Mining.com melaporkan pada tanggal 18 September bahwa Kedutaan Besar Inggris di Indonesia telah mengumumkan Memorandum of Understanding (MoU) antara Inggris dan Indonesia mengenai kerja sama mineral penting. Perjanjian ini berfokus pada mendorong dialog kebijakan, berbagi keahlian teknis, dan bertukar pengalaman profesional di berbagai bidang seperti ketahanan rantai pasokan mineral yang penting, pemrosesan hulu dan hilir yang berkelanjutan, dan manajemen krisis di sektor mineral. Khususnya, dua bulan lalu, Amerika Serikat mengumumkan partisipasi Indonesia dalam Kemitraan Keamanan Mineral (MSP), yang bertujuan untuk mempercepat pengembangan rantai pasokan mineral penting yang berkelanjutan.

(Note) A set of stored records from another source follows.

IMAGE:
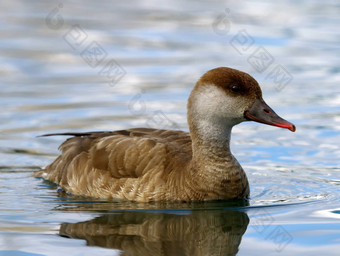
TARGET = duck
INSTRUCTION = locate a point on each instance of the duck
(147, 164)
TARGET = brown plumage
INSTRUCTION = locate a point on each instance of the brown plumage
(144, 165)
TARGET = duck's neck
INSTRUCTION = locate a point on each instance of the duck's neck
(211, 143)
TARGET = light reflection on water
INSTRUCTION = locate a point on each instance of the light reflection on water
(46, 86)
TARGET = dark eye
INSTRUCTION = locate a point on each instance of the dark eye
(235, 88)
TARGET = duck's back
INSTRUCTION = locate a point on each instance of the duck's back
(128, 164)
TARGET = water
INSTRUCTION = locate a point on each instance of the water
(49, 84)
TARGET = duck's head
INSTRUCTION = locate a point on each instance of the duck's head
(225, 97)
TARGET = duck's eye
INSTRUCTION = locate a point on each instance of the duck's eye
(235, 88)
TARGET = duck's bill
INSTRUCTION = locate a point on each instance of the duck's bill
(262, 113)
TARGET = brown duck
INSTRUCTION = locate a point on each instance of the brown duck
(143, 164)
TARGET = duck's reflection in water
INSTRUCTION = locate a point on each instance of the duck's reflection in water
(208, 232)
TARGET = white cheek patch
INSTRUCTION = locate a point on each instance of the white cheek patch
(211, 101)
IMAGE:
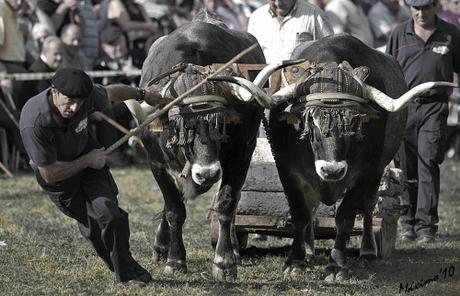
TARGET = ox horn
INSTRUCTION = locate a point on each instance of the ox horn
(266, 72)
(394, 105)
(140, 111)
(246, 90)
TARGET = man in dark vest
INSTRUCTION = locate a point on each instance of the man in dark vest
(71, 167)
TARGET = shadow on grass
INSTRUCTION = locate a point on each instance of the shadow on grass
(228, 288)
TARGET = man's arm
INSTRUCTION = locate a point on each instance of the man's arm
(61, 170)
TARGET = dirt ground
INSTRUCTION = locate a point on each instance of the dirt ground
(42, 253)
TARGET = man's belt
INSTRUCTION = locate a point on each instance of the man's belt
(427, 100)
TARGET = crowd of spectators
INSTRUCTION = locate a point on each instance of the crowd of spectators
(45, 35)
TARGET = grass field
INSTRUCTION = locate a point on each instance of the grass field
(42, 252)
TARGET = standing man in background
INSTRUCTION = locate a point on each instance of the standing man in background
(281, 25)
(428, 49)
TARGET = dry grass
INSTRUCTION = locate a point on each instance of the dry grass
(45, 255)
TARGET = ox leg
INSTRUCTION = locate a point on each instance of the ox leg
(170, 228)
(310, 241)
(368, 244)
(161, 242)
(344, 220)
(175, 216)
(225, 262)
(303, 235)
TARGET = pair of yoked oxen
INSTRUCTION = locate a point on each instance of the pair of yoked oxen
(332, 133)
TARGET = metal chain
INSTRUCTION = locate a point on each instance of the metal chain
(268, 133)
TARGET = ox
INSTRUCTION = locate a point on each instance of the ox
(332, 133)
(207, 138)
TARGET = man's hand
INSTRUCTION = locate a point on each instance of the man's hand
(71, 4)
(7, 86)
(153, 98)
(97, 158)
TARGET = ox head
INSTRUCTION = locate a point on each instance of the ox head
(198, 125)
(330, 104)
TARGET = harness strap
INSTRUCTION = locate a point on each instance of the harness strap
(174, 69)
(333, 98)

Penandatanganan MoU ini menandai komitmen kedua negara untuk menjadi pemain kunci dalam rantai pasokan mineral penting global.
![]()
MiningWeekly melaporkan pada tanggal 18 September bahwa Menteri Pertambangan India, VL Kansa Rao, menyatakan bahwa Coal India Limited milik negara secara aktif mengeksplorasi mineral penting di Argentina dan sedang dalam pembicaraan dengan pemerintah Chili mengenai kerja sama sumber daya litium. Pada bulan Juni, Coal India memulai aktivitas eksplorasi litium di Argentina bekerja sama dengan perusahaan AS, sebagai bagian dari strategi India untuk mengamankan material baterai dalam kerangka MSP yang dipimpin oleh Amerika Serikat. Selain itu, KABIL milik negara (Khanij Bidesh India Limited) sedang mengeksplorasi mineral penting di Australia dan telah menerima persetujuan untuk melakukan eksplorasi non-invasif dan "hijau" di Argentina.

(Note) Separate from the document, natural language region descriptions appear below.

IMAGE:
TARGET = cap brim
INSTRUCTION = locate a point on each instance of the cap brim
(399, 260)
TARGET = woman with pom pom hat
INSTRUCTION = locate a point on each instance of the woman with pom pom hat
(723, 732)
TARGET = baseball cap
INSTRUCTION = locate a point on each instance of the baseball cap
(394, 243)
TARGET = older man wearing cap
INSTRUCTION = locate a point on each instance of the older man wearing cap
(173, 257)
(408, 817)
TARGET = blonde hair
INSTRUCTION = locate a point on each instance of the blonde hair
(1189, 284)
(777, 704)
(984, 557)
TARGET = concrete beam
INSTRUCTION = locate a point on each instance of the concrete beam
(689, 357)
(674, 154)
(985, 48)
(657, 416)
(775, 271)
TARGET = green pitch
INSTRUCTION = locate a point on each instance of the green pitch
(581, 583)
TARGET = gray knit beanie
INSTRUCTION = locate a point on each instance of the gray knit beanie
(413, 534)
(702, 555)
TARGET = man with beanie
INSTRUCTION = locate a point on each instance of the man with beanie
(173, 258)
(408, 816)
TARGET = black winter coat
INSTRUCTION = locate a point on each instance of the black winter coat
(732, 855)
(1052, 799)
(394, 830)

Reuters melaporkan pada tanggal 17 September bahwa PBB telah meluncurkan Pedoman yang Adil dan Adil untuk Mineral Kritis yang Mendorong Transisi Energi. Laporan ini menguraikan jalan-jalan untuk mencapai revolusi energi terbarukan yang adil dan merata, mendorong pembangunan berkelanjutan, hak asasi manusia, perlindungan lingkungan, dan kemakmuran bagi negara-negara berkembang yang kaya sumber daya. Pada bulan April, Sekretaris Jenderal PBB António Guterres membentuk kelompok ahli khusus untuk mengembangkan rekomendasi dan pedoman guna membantu pemerintah dan perusahaan pertambangan mengamankan mineral transisi energi sekaligus menjaga hak asasi manusia, keadilan, dan keadilan. Kelompok ini merekomendasikan pembentukan panel penasihat ahli tingkat tinggi di PBB untuk mengumpulkan para pemangku kepentingan dalam dialog kebijakan mengenai isu-isu ekonomi di seluruh rantai nilai mineral. Pedoman ini juga menganjurkan sistem ketertelusuran, transparansi, dan akuntabilitas global, dan mengusulkan dana untuk mengatasi masalah lingkungan historis seperti tambang yang terbengkalai atau tidak lagi beroperasi. Kelompok ini lebih lanjut menyarankan pemberdayaan penambang skala kecil dan kecil untuk menjadi kontributor utama bagi pembangunan, tata kelola lingkungan, dan perlindungan hak asasi manusia, serta mendorong efisiensi material dan daur ulang.
![]()
Menurut situs web Kementerian Sumber Daya Alam Kanada pada tanggal 15 September, pemerintah Kanada telah mengalokasikan CAD 8,4 juta untuk mendukung teknologi daur ulang mineral penting di Ontario, membantu rantai pasokan kendaraan listrik. Pendanaan ini akan mendorong pengembangan ekonomi sirkular untuk unsur tanah jarang yang digunakan dalam magnet permanen dan daur ulang grafit untuk baterai lithium-ion. Cyclic Materials akan menerima 4,9 juta CAD untuk membangun pabrik percontohan yang akan memproduksi produk oksida tanah jarang dan kobalt-nikel hidroksida dengan kemurnian tinggi menggunakan bahan daur ulang. Green Graphite Technologies (GGT) akan menerima CAD 3,5 juta untuk memajukan teknologi GraphRenew miliknya, yang mengubah grafit bekas menjadi bahan yang dapat digunakan kembali.